2020 年美国总统大选中，一台名为 “Hammer” 的超级计算机和名为 “记分卡” 的软件程序正被用来改变计票数。
In the days after news outlets called the 2020 U.S. presidential election and projected that Joe Biden would be the 46th president of the United States, the internet was flooded with various unfounded claims about voter fraud. One popular rumor concerned something called “Hammer and Scorecard.” While this rumor was wide ranging, it basically held that a “deep state” supercomputer named “Hammer” and a computer program called “Scorecard” were being used to alter vote counts.
We’ll take a closer look at this rumor in the article below. But before we do, we should note that Christopher Krebs, the director of the Cybersecurity and Infrastructure Security Agency (CISA) in the U.S. Department of Homeland Security — a position he was nominated to in 2018 by U.S. President Donald Trump — has called the “Hammer and Scorecard” rumors “nonsense”:
To be crystal clear on ⬇️, I’m specifically referring to the Hammer and Scorecard nonsense. It’s just that – nonsense. This is not a real thing, don’t fall for it and think 2x before you share. #Protect2020 //t.co/f2FpSbRXKy
— Chris Krebs #Protect2020 (@CISAKrebs) November 7, 2020
Hammer and Scorecard in Action?
The Director of CISA has dismissed the claims about Hammer and Scorecard altering vote counts, and these rumors originate with a man who has a long history of making deceptive claims. Still, social media users quickly found “evidence” that Hammer and Scorecard was real, and that it was truly being used to steal the 2020 election. In November 2020, a video started to circulate on social media that supposedly showed “SCORECARD working in real time.”

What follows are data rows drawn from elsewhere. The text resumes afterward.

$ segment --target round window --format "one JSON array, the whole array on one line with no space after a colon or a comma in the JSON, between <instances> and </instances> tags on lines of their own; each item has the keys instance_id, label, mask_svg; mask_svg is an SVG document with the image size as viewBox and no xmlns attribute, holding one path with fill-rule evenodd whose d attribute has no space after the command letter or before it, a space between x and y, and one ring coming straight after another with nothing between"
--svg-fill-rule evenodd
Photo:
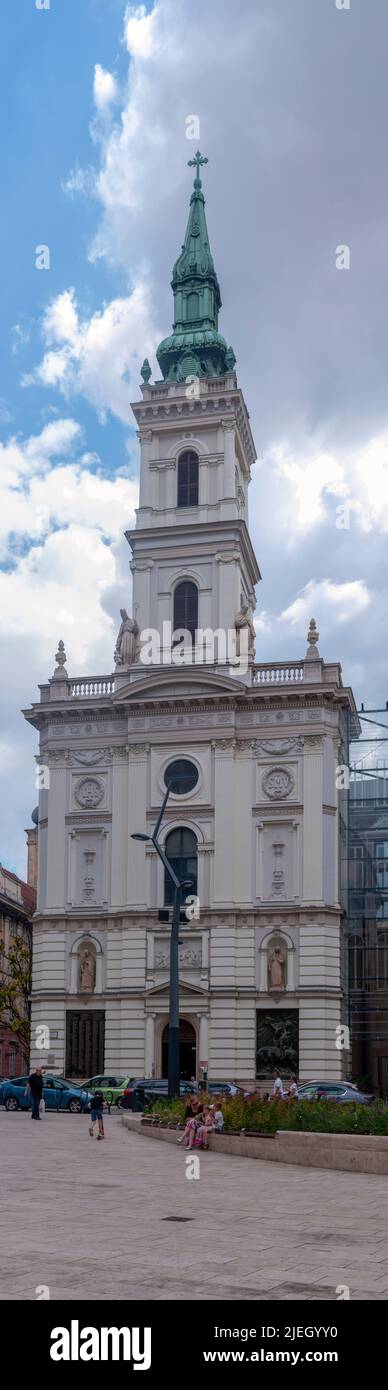
<instances>
[{"instance_id":1,"label":"round window","mask_svg":"<svg viewBox=\"0 0 388 1390\"><path fill-rule=\"evenodd\" d=\"M188 791L192 791L197 784L197 767L195 767L195 763L189 763L188 758L175 758L175 762L168 763L168 767L165 767L164 783L175 796L185 796Z\"/></svg>"}]
</instances>

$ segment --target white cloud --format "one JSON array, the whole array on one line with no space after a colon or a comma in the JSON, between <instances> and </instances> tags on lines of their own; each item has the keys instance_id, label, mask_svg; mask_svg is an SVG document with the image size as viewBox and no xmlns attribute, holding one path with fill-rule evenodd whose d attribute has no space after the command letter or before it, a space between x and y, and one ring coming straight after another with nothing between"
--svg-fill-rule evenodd
<instances>
[{"instance_id":1,"label":"white cloud","mask_svg":"<svg viewBox=\"0 0 388 1390\"><path fill-rule=\"evenodd\" d=\"M93 97L97 111L106 111L118 99L117 81L100 63L95 67Z\"/></svg>"},{"instance_id":2,"label":"white cloud","mask_svg":"<svg viewBox=\"0 0 388 1390\"><path fill-rule=\"evenodd\" d=\"M102 475L100 460L85 453L76 461L58 461L79 441L75 420L57 420L45 425L40 435L29 439L8 439L0 445L0 555L8 563L18 545L47 537L53 527L65 532L68 527L96 530L117 543L124 524L134 517L138 484L115 474ZM97 467L96 467L97 466ZM107 548L103 546L106 560ZM36 571L45 562L42 550L33 548L28 563ZM13 570L17 580L18 567ZM79 575L76 574L76 584ZM1 577L0 577L1 582ZM90 595L92 598L92 595ZM7 609L3 613L7 621Z\"/></svg>"},{"instance_id":3,"label":"white cloud","mask_svg":"<svg viewBox=\"0 0 388 1390\"><path fill-rule=\"evenodd\" d=\"M99 417L110 410L134 425L131 392L139 393L143 357L153 359L161 338L154 328L149 288L139 281L127 297L113 299L90 318L81 320L74 289L49 304L43 320L49 350L22 384L39 381L64 396L82 393Z\"/></svg>"},{"instance_id":4,"label":"white cloud","mask_svg":"<svg viewBox=\"0 0 388 1390\"><path fill-rule=\"evenodd\" d=\"M293 603L284 609L280 621L300 628L314 617L318 626L332 628L357 619L370 603L371 594L364 580L349 580L343 584L335 584L332 580L309 580Z\"/></svg>"},{"instance_id":5,"label":"white cloud","mask_svg":"<svg viewBox=\"0 0 388 1390\"><path fill-rule=\"evenodd\" d=\"M125 13L124 33L128 53L136 58L150 58L156 46L156 22L159 6L147 14L146 6L129 4Z\"/></svg>"}]
</instances>

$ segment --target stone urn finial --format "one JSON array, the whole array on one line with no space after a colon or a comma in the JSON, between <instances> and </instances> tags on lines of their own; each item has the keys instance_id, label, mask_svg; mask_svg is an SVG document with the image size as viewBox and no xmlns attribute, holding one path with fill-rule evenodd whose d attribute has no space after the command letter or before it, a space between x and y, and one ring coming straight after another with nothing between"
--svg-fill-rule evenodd
<instances>
[{"instance_id":1,"label":"stone urn finial","mask_svg":"<svg viewBox=\"0 0 388 1390\"><path fill-rule=\"evenodd\" d=\"M56 662L57 662L57 666L56 666L56 670L54 670L54 674L53 674L53 680L58 681L58 680L63 680L64 677L67 678L67 669L65 669L67 655L65 655L65 649L64 649L64 642L63 641L58 642L58 651L56 652Z\"/></svg>"},{"instance_id":2,"label":"stone urn finial","mask_svg":"<svg viewBox=\"0 0 388 1390\"><path fill-rule=\"evenodd\" d=\"M152 375L152 370L150 370L149 359L145 357L143 366L140 367L140 377L143 378L145 386L147 386L150 375Z\"/></svg>"},{"instance_id":3,"label":"stone urn finial","mask_svg":"<svg viewBox=\"0 0 388 1390\"><path fill-rule=\"evenodd\" d=\"M318 653L318 648L317 648L317 642L318 641L320 641L320 634L318 634L318 630L317 630L316 619L310 617L310 626L309 626L309 632L307 632L309 646L307 646L306 656L310 656L310 659L313 659L313 660L316 660L318 657L318 655L320 655Z\"/></svg>"}]
</instances>

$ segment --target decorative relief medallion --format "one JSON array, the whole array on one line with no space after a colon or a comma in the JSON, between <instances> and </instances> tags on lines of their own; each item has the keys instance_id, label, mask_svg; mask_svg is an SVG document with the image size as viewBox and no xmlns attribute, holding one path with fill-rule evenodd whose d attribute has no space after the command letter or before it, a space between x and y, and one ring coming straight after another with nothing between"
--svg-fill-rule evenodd
<instances>
[{"instance_id":1,"label":"decorative relief medallion","mask_svg":"<svg viewBox=\"0 0 388 1390\"><path fill-rule=\"evenodd\" d=\"M81 781L76 783L74 795L75 801L78 801L78 805L85 806L88 809L89 806L100 805L100 801L103 801L104 788L103 784L97 780L97 777L82 777Z\"/></svg>"},{"instance_id":2,"label":"decorative relief medallion","mask_svg":"<svg viewBox=\"0 0 388 1390\"><path fill-rule=\"evenodd\" d=\"M284 801L295 787L295 777L286 767L270 767L261 780L263 791L271 801Z\"/></svg>"},{"instance_id":3,"label":"decorative relief medallion","mask_svg":"<svg viewBox=\"0 0 388 1390\"><path fill-rule=\"evenodd\" d=\"M70 753L71 766L96 767L97 763L111 763L111 748L78 748Z\"/></svg>"},{"instance_id":4,"label":"decorative relief medallion","mask_svg":"<svg viewBox=\"0 0 388 1390\"><path fill-rule=\"evenodd\" d=\"M161 942L156 947L154 965L157 970L164 970L170 965L170 945L168 942ZM202 965L202 942L195 941L193 944L184 942L179 947L179 965L191 966L191 969L199 969Z\"/></svg>"},{"instance_id":5,"label":"decorative relief medallion","mask_svg":"<svg viewBox=\"0 0 388 1390\"><path fill-rule=\"evenodd\" d=\"M280 758L281 753L291 753L293 749L303 748L303 738L260 738L256 742L256 752L273 753Z\"/></svg>"}]
</instances>

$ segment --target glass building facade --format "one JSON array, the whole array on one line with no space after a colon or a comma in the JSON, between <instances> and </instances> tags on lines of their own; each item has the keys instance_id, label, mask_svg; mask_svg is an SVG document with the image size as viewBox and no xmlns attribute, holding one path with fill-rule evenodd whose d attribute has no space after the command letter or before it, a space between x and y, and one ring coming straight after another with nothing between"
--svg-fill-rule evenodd
<instances>
[{"instance_id":1,"label":"glass building facade","mask_svg":"<svg viewBox=\"0 0 388 1390\"><path fill-rule=\"evenodd\" d=\"M348 720L341 845L352 1077L388 1098L388 706Z\"/></svg>"}]
</instances>

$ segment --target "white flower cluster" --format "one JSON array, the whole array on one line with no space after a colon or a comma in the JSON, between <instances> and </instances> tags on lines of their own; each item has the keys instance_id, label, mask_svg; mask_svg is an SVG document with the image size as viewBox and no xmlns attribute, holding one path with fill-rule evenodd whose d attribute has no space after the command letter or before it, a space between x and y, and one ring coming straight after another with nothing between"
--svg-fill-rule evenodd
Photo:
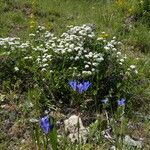
<instances>
[{"instance_id":1,"label":"white flower cluster","mask_svg":"<svg viewBox=\"0 0 150 150\"><path fill-rule=\"evenodd\" d=\"M126 55L118 51L116 45L120 42L116 41L116 37L109 41L105 38L106 35L102 32L102 35L97 38L97 43L101 43L102 51L95 51L89 46L96 39L94 27L91 24L71 27L59 38L46 31L45 27L39 26L35 34L29 34L31 38L29 41L21 42L20 38L0 38L0 47L7 50L4 54L9 54L13 50L21 51L21 59L35 61L34 64L41 71L51 73L54 71L51 66L62 65L65 61L74 76L88 76L99 71L98 67L102 61L105 61L106 53L115 56L119 65L123 65L127 59ZM52 64L52 61L57 59L61 60L60 64ZM131 65L128 71L137 72L133 66ZM18 66L15 67L15 71L19 71L17 68Z\"/></svg>"}]
</instances>

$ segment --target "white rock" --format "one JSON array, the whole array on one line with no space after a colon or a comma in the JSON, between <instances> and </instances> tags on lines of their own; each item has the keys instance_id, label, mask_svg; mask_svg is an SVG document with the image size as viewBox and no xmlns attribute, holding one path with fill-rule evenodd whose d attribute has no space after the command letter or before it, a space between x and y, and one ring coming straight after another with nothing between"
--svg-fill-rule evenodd
<instances>
[{"instance_id":1,"label":"white rock","mask_svg":"<svg viewBox=\"0 0 150 150\"><path fill-rule=\"evenodd\" d=\"M69 119L64 121L64 124L65 130L70 133L68 137L72 142L80 141L86 143L88 130L83 126L79 116L72 115Z\"/></svg>"}]
</instances>

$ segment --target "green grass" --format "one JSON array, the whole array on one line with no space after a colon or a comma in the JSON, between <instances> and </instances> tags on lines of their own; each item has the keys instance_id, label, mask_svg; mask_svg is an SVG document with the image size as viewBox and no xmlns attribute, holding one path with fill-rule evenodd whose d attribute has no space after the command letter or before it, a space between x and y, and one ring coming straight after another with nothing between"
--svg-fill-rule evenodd
<instances>
[{"instance_id":1,"label":"green grass","mask_svg":"<svg viewBox=\"0 0 150 150\"><path fill-rule=\"evenodd\" d=\"M146 116L149 115L150 110L150 25L143 16L137 15L140 9L138 8L138 0L116 1L0 0L0 37L18 36L22 39L27 39L28 34L38 25L43 25L47 30L60 35L67 30L69 25L95 24L98 34L105 31L108 36L116 36L124 44L124 50L128 55L140 59L138 62L140 83L137 83L140 86L135 88L134 93L136 95L132 97L132 100L135 111L139 111ZM32 116L36 116L36 114L40 114L40 112L28 108L26 101L33 100L33 103L36 103L36 100L40 97L38 95L40 92L38 93L35 89L33 92L30 90L26 95L21 95L17 84L12 85L14 87L13 91L9 89L9 82L5 84L5 87L0 87L0 92L6 96L6 100L10 106L13 106L13 109L9 108L9 113L7 111L3 112L3 116L0 119L1 130L3 129L5 118L9 118L9 115L15 112L18 115L14 119L14 124L16 123L19 128L16 127L14 132L2 132L0 135L0 142L2 141L0 149L11 149L12 146L14 150L18 148L23 150L34 149L35 145L31 142L30 133L28 133L30 129L28 131L29 124L27 120ZM6 89L4 90L4 88ZM136 118L131 115L132 113L133 110L129 109L127 115L131 116L129 118L137 128L135 127L134 132L131 129L126 134L144 137L144 148L145 150L146 148L149 149L149 120L140 120L140 117L136 116ZM138 122L142 123L139 125ZM27 135L25 135L27 137L21 137L20 139L17 137L20 128L28 131ZM21 131L19 134L24 136ZM15 139L15 137L17 138ZM26 139L25 143L22 142L23 139ZM66 143L63 143L64 149L68 148ZM82 149L90 150L95 148L103 150L108 148L108 145L110 145L109 142L100 141L99 145L90 143L84 145ZM74 147L74 145L71 146Z\"/></svg>"},{"instance_id":2,"label":"green grass","mask_svg":"<svg viewBox=\"0 0 150 150\"><path fill-rule=\"evenodd\" d=\"M0 2L0 35L26 37L31 14L36 25L44 25L55 33L66 31L68 25L93 23L99 32L119 37L138 50L149 51L149 26L132 18L138 0L7 0ZM129 22L126 21L129 18ZM129 26L132 26L131 28ZM130 29L128 29L130 28ZM143 42L143 43L142 43Z\"/></svg>"}]
</instances>

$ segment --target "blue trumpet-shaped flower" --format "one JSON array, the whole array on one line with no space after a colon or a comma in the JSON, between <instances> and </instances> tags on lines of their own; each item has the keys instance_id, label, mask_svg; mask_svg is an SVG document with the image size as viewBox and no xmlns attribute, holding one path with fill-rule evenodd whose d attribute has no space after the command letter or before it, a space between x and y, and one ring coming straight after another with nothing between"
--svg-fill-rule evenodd
<instances>
[{"instance_id":1,"label":"blue trumpet-shaped flower","mask_svg":"<svg viewBox=\"0 0 150 150\"><path fill-rule=\"evenodd\" d=\"M50 124L49 116L44 116L40 119L40 127L45 134L48 134L48 132L53 128L53 125Z\"/></svg>"},{"instance_id":2,"label":"blue trumpet-shaped flower","mask_svg":"<svg viewBox=\"0 0 150 150\"><path fill-rule=\"evenodd\" d=\"M74 91L77 91L81 94L89 88L91 83L89 81L83 81L82 83L78 83L76 80L72 80L69 82L69 85Z\"/></svg>"},{"instance_id":3,"label":"blue trumpet-shaped flower","mask_svg":"<svg viewBox=\"0 0 150 150\"><path fill-rule=\"evenodd\" d=\"M107 104L108 98L105 98L105 99L101 100L101 102L102 102L103 104Z\"/></svg>"},{"instance_id":4,"label":"blue trumpet-shaped flower","mask_svg":"<svg viewBox=\"0 0 150 150\"><path fill-rule=\"evenodd\" d=\"M122 98L122 99L120 99L120 100L118 100L117 102L118 102L118 106L124 106L125 105L125 99L124 98Z\"/></svg>"}]
</instances>

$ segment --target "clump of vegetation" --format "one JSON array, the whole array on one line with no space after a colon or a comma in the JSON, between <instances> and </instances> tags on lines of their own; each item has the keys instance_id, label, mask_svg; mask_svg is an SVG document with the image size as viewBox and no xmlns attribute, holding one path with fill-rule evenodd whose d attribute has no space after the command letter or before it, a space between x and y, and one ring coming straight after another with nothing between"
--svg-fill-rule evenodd
<instances>
[{"instance_id":1,"label":"clump of vegetation","mask_svg":"<svg viewBox=\"0 0 150 150\"><path fill-rule=\"evenodd\" d=\"M149 4L0 1L0 149L149 149Z\"/></svg>"}]
</instances>

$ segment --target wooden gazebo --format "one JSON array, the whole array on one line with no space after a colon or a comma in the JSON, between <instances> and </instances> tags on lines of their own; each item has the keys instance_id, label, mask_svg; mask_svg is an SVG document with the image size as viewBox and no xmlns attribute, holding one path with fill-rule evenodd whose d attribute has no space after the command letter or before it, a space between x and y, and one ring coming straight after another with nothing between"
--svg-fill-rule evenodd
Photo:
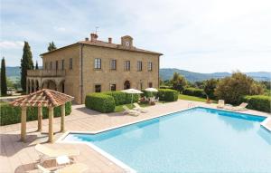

The Conservative Daily Post wrote:
In this video, it’s easy to see SCORECARD working in real time.
Hammer and ScoreCard switched 19,958 votes live on TV from Trump to Biden in the Pennsylvania Presidential Race!
At the 00:04 mark, the video shows Trump 1,690,589 and Biden 1,252,537 … then the video cycles through the other ‘crucial’ states of Wisconsin, Arizona and Michigan.
It returns to Pennsylvania at the 00:40 mark, and pay close attention here.
Trump somehow LOST votes, giving his total at 1,670,631, which is a loss of 19,958 votes! At the same time, Biden picks up that EXACT amount, mysteriously gaining to 1,272,495.
The above-displayed video does show a genuine clip from CNN. However, it is not evidence of wrongdoing. In fact, what this video shows isn’t even very unusual. CNN, like most news networks, uses data from the National Election Pool to provide real-time election results during their coverage.
NBC News wrote:
The NEP is a consortium of major news networks — ABC, CBS, CNN and NBC — that pools together resources to gather vote and exit poll data. The NEP works with the consumer research firm Edison Research to collect timely and comprehensive election data on Election Day and in the following days, weeks and months until results are certified by all states. The NEP licenses data to several news outlets, including Reuters and The New York Times, among others.
The above-displayed video shows a momentary error in these real-time results. A source from CNN told us that this video showed a brief moment when the results were incorrectly transposed from the NEP and that this human error was caught, flagged, and quickly fixed (as shown in the video). This video is not evidence of a supercomputer hacking into the U.S. election system and altering vote counts. It’s a video showing a momentary error that was quickly fixed thanks to the numerous safeguards in place to protect the integrity of elections.
CISA Director Kreb’s message about the Hammer and Scorecard rumors bears repeating: “Robust safeguards including canvassing and auditing procedures help ensure the accuracy of official election results,” and that it is not true that a “bad actor could change election results without detection.”
Reality: Robust safeguards including canvassing and auditing procedures help ensure the accuracy of official election results.
Rumor: A bad actor could change election results without detection.
Get the Facts: The systems and processes used by election officials to tabulate votes and certify official results are protected by various safeguards that help ensure the accuracy of election results. These safeguards include measures that help ensure tabulation systems function as intended, protect against malicious software, and enable the identification and correction of any irregularities.
Every state has voting system safeguards to ensure each ballot cast in the election can be correctly counted. State procedures often include testing and certification of voting systems, required auditable logs, and software checks, such as logic and accuracy tests, to ensure that ballots are properly counted before election results are made official. With these security measures, election officials can check to determine that devices are running the certified software and functioning properly.
Every state also has laws and processes to verify vote tallies before results are officially certified. State processes include robust chain-of-custody procedures, auditable logs, and canvass processes. The vast majority of votes cast in this election will be cast on paper ballots or using machines that produce a paper audit trail, which allow for tabulation audits to be conducted from the paper record in the event any issues emerge with the voting system software, audit logs, or tabulation. These canvass and certification procedures are also generally conducted in the public eye, as political party representatives and other observers are typically allowed to be present, to add an additional layer of verification.